Pentingnya welas asih dalam profesi mengajar

Tentu ada berbagai cara untuk mengajar, namun satu aspek penting yang perlu dibicarakan secara terbuka adalah; pentingnya welas asih dalam mengajar.

Seorang guru bisa saja mengajar secara efektif, efisien, inklusif, dan strategis. Namun, tanpa welas asih, murid bisa menderita. Sebagai ilustrasi, gambaran fiksi (namun familier);

Sarah selalu bersusah payah dalam pelajaran matematika. Sejak pertama masuk sekolah hingga tahun ini di Kelas 9, ia selalu berada di kelas khusus untuk murid yang membutuhkan dukungan dalam pelajaran matematika. Lalu untuk pertama kalinya, ia ditempatkan di kelas umum bersama anak lain yang tidak membutuhkan dukungan. Ia dan orang tuanya sangat bangga pada pencapaian ini. Di kelas barunya, meski berusaha keras namun ia tetap sulit mengikuti laju murid lainnya.. Sarah merasa bingung karena segala sesuatu bergerak terlalu cepat baginya dan ia terlalu malu untuk berbicara. Ketika dia pertama kali mencoba bertanya pada guru tentang apa yang harus dia lakukan, jawaban cepat datang dari gurunya: “Saya baru saja menjelaskan ini” dan membuatnnya malu untuk terus bertanya. Ketika hasil tes pertama dibagikan, guru berkata “Sarah, kamu mendapatkan nilai terburuk di kelas; Saya perlu mendiskusikan ini dengan orang tuamu,” dengan suara yang cukup keras untuk didengar semua murid lain. Hal ini membuat Sarah sangat tertekan.

Ketika saya memikirkan sikap guru Sarah, kata-kata ibu saya seakan bergema di dalam kepala: “Sebelum kamu berbicara, tanyakan pada dirimu sendiri, apakah itu benar, apakah itu perlu, dan apakah itu baik?”

Dalam cerita ini kita bisa yakin sepenuhnya bahwa guru yang Sarah adalah seseorang yang kejam kepada muridnya, namun saya akan menyebut bahwa guru-guru semacam ini tidak memiliki kebaikan hati yang ditutntut oleh pekerjaannya secara profesional. Memang benar: Sarah telah gagal dalam ujian, tetapi ujian yang didasarkan pada pendekatan pedagogi dan penilaian yang tidak sesuai maupun baik untuk Sarah. Lalu jelas sangatlah tidak perlu untuk mengungkapkan nilai Sarah yang rendah secara terbuka, dan untuk seorang guru tetap melakukan hal tersebut adalah tindakan yang tidak baik secara umum.

Lalu, bagaimana seorang guru bisa secara profesional menjadi tidak baik?
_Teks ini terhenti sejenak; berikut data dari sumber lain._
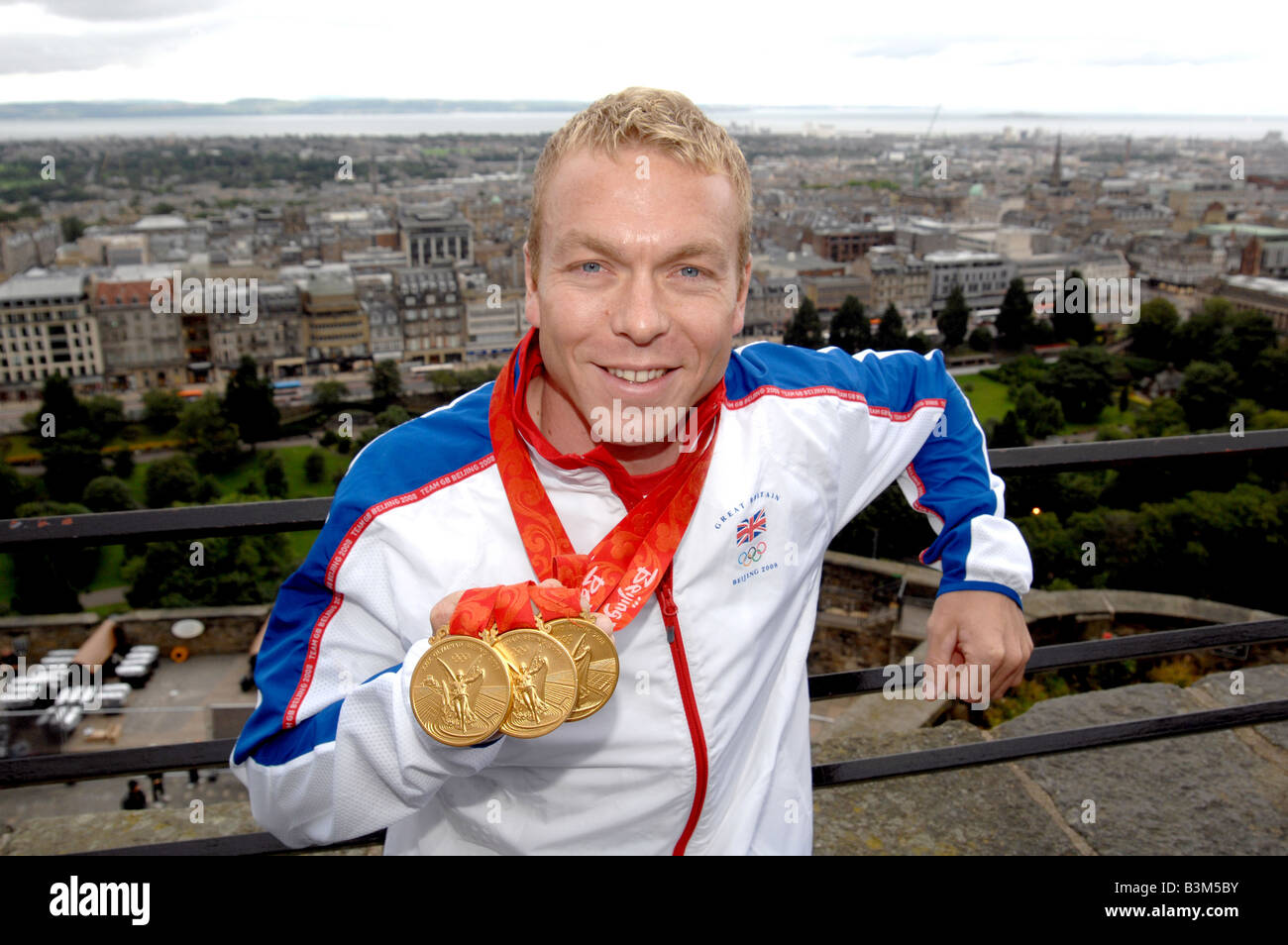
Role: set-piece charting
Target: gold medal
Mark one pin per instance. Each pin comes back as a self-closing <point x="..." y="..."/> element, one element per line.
<point x="595" y="658"/>
<point x="460" y="690"/>
<point x="544" y="680"/>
Mereka tidak baik dalam ketidakmampuannya menunjukkan belas kasih ketika merancang atau melaksanakan pengajaran, dalam ketidakpedulian profesionalnya dengan mengabaikan atau tidak memyempatkan diri untuk mengetahui latar belakang murid mereka dan memberikan empati serta menyesuaikan pendekatan dalam melakukan asesmen, juga dengan tidak memperlakukan pemberian umpan balik sebagai hal yang sifatnya pribadi antar guru dengan murid partikular.

Cerita di atas menggambarkan lebih dari sekadar kegagalan untuk mendemonstrasikan kemampuan menjadi guru yang inklusif. Kurangnya welas asih profesional akan merusak kapasitas murid untuk belajar, mengerjakan tes dengan baik, dan menjadi pembelajar yang tangguh dan termotivasi.

Saya melihat bahwa kebaikan adalah sifat umum yang penting untuk dimiliki semua orang, namun memang welas asih profesional adalah keahlian yang khusus dituntut dari seorang guru. Mengajar memang sama sekali berbeda dengan profesi lainnya dalam hal ini.

Welas asih profesional diperlukan ketika merancang pembelajaran, memberlakukan pilihan pedagogis, memilih kurikulum, dan membentuk pendekatan penilaian. Adalah penerapan belas kasih dan empati secara tulus yang sebenarnya akan membantu guru menghadapi tantangan dalam melibatkan diri dalam proses pembelajaran setiap murid.

Seorang guru harus turut membangun konsep diri dan ketahanan hati murid, serta melahirkan nilai-nilai kemanusiaan untuk setiap murid mereka sehingga dapat menyentuh hati masyarakat lebih jauh lagi. Dalam proses ini, tentu sangat sesuai jika mereka melakukannya dengan penuh perhatian dan penerapan welas asih.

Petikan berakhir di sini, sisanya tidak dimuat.